Code Monkey home page Code Monkey logo

Comments (9)

vkkodali avatar vkkodali commented on July 21, 2024

You can use NCBI Datasets for this.
An EntrezDirect method would be to use elink first to get links to genes from RefSeq accession.version, download gene DocSum and then extract the gene names. An example is shown below:

$ cat accs.txt
NR_133910.2
NM_001318896.2
NM_001160354.2
NM_001369393.2
NM_006552.2
$ epost -db nuccore -input accs.txt \
    | elink -target gene \
    | esummary \
    | xtract -pattern DocumentSummary -element Name 
MECP2
FHL2
CXCL17
LY6K
SCGB1D1

Since the gene DocSum does not have transcript accessions, a bash for loop can be used to map acc.ver to gene symbols:

$ cat accs.txt \
    | while read -r acc ; do 
        g=$(epost -db nuccore -id $acc | elink -target gene | esummary | xtract -pattern DocumentSummary -element Name); 
        echo -e "$acc\t$g" ; 
done
NR_133910.2     CXCL17
NM_001318896.2  FHL2
NM_001160354.2  LY6K
NM_001369393.2  MECP2
NM_006552.2     SCGB1D1

from edirectcookbook.

mapauley avatar mapauley commented on July 21, 2024

Thank you. This is extremely helpful.

I'm working with a list of 177,816 accession.versions (attached), the number of reference transcripts in the GRC38 release on the NCBI Human Genome Resources page when I downloaded it. While NCBI Datasets worked fine for a small test file of ten accession.versions, I let the complete file run overnight, but it never finished. Was I just not patient enough? I would really like this to work.

Thanks for the scripts. I'm currently running the second. When I tested it, it worked fine but slowly: it seemed like I was only getting about one result per second, meaning my full list will take over two days to complete. Is there any way to speed this up?

accNosRandom.txt

from edirectcookbook.

kharo avatar kharo commented on July 21, 2024

using esummary may be faster:

epost -db nuccore -id NM_001318896.2 | elink -target gene | esummary -format text

The DocSum is HUGE and is going to be slow. But if you need to preserve 1:1 linkages between input and output, I believe you have to send each request one at a time, unfortunately

from edirectcookbook.

vkkodali avatar vkkodali commented on July 21, 2024

Is there any way to speed this up?

Not using EntrezDirect. As I had mentioned earlier, NCBI Datasets is a good choice for this. For example, I was able to download the data for the entire list in 6 min using the following command:

$ datasets summary gene accession --inputfile accNosRandom.txt --as-json-lines > gene_summary.jsonl

from edirectcookbook.

mapauley avatar mapauley commented on July 21, 2024

Thanks for information.

I downloaded the datasets and dataformat command-line tools (Linux AMD64) . As a test, I ran
datasets summary gene accession --inputfile accNosRandom.short.txt --as-json-lines > accNosRandom.short.jsonl
where accNosRandom.short.txt (a list of ten accession.version numbers) is attached and got accNosRandom.short.jsonl as a result (also attached, although I added the extension to .txt so I could upload it). I then ran
dataformat tsv gene --inputfile ./accNosRandom.short.jsonl --fields transcript-accession,symbol
but got an empty result (see image). What am I doing wrong?

accNosRandom.short.txt
accNosRandom.short.jsonl.txt
sshot-1

from edirectcookbook.

vkkodali avatar vkkodali commented on July 21, 2024

You are not doing anything wrong. Currently dataformat does not support the jsonl files generated by datasets summary gene ... commands. This feature is in the pipeline and will be added in the near future.

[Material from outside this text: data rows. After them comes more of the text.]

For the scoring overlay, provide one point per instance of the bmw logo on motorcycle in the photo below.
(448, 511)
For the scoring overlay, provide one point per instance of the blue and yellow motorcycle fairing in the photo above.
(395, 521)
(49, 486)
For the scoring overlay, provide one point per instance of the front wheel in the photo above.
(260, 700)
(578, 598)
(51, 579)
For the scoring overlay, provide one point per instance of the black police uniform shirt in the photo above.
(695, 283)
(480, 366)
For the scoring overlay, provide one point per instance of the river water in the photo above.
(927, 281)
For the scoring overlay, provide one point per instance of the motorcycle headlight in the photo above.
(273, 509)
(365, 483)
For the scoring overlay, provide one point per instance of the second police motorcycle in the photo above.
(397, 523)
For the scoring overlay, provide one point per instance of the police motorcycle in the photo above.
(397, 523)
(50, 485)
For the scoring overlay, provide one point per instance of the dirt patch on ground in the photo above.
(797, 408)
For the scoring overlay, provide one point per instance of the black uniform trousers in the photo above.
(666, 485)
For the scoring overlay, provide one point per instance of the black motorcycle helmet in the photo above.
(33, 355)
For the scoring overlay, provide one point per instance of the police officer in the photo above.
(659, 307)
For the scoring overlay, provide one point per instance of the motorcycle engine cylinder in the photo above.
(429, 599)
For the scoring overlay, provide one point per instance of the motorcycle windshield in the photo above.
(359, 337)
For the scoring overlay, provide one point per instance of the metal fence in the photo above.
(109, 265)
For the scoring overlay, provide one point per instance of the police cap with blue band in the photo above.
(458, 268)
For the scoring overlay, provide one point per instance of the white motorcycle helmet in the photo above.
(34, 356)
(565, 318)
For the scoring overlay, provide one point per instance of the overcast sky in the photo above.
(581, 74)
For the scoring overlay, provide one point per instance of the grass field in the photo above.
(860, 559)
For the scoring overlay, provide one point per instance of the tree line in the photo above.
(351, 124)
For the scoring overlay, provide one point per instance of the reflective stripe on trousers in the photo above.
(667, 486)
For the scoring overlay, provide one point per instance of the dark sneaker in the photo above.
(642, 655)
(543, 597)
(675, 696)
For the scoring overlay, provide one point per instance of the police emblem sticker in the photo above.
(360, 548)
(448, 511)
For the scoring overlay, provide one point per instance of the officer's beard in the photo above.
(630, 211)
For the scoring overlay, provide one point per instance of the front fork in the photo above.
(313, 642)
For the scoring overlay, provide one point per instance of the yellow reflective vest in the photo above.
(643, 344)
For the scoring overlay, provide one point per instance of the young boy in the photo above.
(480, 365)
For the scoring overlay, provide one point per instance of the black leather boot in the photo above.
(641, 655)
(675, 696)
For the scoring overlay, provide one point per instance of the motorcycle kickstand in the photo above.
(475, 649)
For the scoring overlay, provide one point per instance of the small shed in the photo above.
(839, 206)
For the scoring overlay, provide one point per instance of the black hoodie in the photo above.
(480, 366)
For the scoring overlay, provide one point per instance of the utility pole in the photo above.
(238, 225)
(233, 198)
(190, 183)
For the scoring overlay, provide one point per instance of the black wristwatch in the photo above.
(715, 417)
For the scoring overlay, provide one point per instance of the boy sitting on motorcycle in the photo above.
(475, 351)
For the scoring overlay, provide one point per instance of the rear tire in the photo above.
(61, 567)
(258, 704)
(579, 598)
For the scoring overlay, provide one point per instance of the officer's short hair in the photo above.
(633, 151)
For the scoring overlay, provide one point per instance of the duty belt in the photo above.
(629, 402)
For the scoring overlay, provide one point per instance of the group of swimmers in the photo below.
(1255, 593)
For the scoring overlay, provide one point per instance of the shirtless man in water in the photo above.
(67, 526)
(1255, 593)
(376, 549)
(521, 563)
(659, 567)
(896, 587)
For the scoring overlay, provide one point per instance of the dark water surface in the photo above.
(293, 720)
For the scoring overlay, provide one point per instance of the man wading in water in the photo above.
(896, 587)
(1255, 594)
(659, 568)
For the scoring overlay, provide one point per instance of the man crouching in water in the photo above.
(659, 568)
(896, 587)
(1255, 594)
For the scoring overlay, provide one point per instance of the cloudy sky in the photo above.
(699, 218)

As a workaround, you can "download" the package without any sequence data and use dataformat as shown below:

$ datasets download gene accession --inputfile accNosRandom.short.txt --exclude-gene --exclude-protein --exclude-rna 
Downloading: ncbi_dataset.zip    57.6kB done
$ dataformat tsv gene --package ncbi_dataset.zip --fields gene-id,symbol,transcript-accession | head -n3
NCBI GeneID     Symbol  Transcript Accession
10717   AP4B1   XR_007066904.1
10717   AP4B1   XM_017000090.2

from edirectcookbook.

mapauley avatar mapauley commented on July 21, 2024

Again, thanks.

Unfortunately, this doesn't appear to work as there is extraneous information in the result. I need the official symbol of the accession numbers in the file in order. It looks like the results are all the records for the genes with the accession.version numbers in my list. For example, XM_017000093.3 is the first accession number, which is a transcript for gene AP4B1. However, in the result provided by dataformat, I get a bunch of accession numbers for that gene including the one I supplied.

from edirectcookbook.

vkkodali avatar vkkodali commented on July 21, 2024

Ah, the details! Yes, datasets by default returns all transcripts for a given gene, not just the ones you have asked for. an additional unix join may be needed to filter the output of dataformat.

from edirectcookbook.

mapauley avatar mapauley commented on July 21, 2024

Thanks again for all your help.

join requires that the two files to be joined are sorted on the join field. I wanted to preserve the order, so I used grep:

cat accNosRandom.txt \
    | while read -r acc ; do
        grep -m 1 "$acc" accNosRandom.info.tab ;
done

where accNosRandom.txt is my list of accession numbers and accNosRandom.info.tab is the dataformated package.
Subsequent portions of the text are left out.